Learning and Skills Act 2000
- Parliament of the United Kingdom
- Long title: An Act to establish the Learning and Skills Council for England and the National Council for Education and Training for Wales, to make other provision about education and training, and for connected purposes.
- Citation: 2000 c. 21
- Territorial extent: England and Wales; Scotland (in part); Northern Ireland (in part);

Dates
- Royal assent: 28 July 2000
- Commencement: various

Other legislation
- Amended by: Government of Wales Act 2006; National Health Service (Consequential Provisions) Act 2006; Charities Act 2011;

Status: Amended

Text of statute as originally enacted

Revised text of statute as amended

Text of the Learning and Skills Act 2000 as in force today (including any amendments) within the United Kingdom, from legislation.gov.uk.

= Learning and Skills Act 2000 =

Act of the Parliament of the United Kingdom

The Learning and Skills Act 2000 (c. 21) is an act of the Parliament of the United Kingdom, introduced under the first Tony Blair government. It made changes in the funding and administration of further education, and of work-based learning (or apprenticeships) for young people, within England and Wales.

== Provisions ==
The main changes were:
- Establishment of the Learning and Skills Council (LSC) to secure the provision of education and training for young people and adults, in England, and to encourage employers and individuals to participate, and the LSC's funding powers.
- Provisions for the appointment of governors in the further education sector.
- Other duties and powers of the LSC, including equal opportunities and the needs of people with learning difficulties, powers to provide information, advice and guidance services and a duty to publish its strategy and annual plans.
- Establishment of local LSCs, including planning and consultation arrangements and the power of the Secretary of State to make directions to local education authorities in respect of adult and community learning provision.
- Creation of the LSC's Young People's and Adult Learning Committees.
- Creation of academies (originally known as "city academies"), publicly funded schools operating outside of local government control and with a significant degree of autonomy.
- Powers for the Secretary of State to give directions to the LSC, to pay it its annual grant-in-aid and require the LSC to make an annual report.
- Publication of guidelines for sex education
- Similar arrangements for Wales, creating an organisation known as Education and Learning Wales.

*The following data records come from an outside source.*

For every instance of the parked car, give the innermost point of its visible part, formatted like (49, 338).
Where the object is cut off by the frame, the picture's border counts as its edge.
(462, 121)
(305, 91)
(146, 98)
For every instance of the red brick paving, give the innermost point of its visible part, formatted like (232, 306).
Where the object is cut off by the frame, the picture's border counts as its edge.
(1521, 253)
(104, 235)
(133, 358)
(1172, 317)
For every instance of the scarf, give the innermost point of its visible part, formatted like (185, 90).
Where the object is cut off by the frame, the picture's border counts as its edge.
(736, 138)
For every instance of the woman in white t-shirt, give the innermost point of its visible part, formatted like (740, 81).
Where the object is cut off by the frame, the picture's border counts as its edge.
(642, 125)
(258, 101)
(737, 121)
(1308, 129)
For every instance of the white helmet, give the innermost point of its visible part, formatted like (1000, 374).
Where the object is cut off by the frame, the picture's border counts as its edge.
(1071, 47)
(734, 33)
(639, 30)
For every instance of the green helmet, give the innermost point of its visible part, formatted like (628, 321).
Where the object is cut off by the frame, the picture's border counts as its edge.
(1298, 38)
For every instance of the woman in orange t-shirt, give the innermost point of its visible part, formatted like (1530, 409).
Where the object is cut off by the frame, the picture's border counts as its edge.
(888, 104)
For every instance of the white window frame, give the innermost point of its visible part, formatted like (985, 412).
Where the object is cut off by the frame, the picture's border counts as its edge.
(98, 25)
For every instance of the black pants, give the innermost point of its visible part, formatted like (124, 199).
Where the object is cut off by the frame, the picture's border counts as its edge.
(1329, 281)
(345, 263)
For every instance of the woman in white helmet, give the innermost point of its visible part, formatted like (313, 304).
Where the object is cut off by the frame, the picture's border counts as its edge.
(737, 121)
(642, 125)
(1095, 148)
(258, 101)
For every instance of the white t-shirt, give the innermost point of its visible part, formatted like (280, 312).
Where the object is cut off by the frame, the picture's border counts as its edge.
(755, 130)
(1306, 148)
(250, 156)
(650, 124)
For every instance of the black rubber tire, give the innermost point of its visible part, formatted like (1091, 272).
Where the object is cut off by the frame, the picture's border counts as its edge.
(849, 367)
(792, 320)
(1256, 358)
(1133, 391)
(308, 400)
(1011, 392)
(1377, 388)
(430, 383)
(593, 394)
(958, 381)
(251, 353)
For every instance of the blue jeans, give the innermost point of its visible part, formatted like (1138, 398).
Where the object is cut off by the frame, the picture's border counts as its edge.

The Act also established arrangements for Inspections of further education in England and Wales, and abolished the Further Education Funding Council for England.

== Reception ==
The Conservative Party criticised the legislation for creating "quangos" and reducing local flexibility. The Liberal Democrats criticised the legislation for not being democratic due to the fact it did not give statutory representation to local authorities or local education authorities on the national Learning and Skills Council and local learning and skills councils.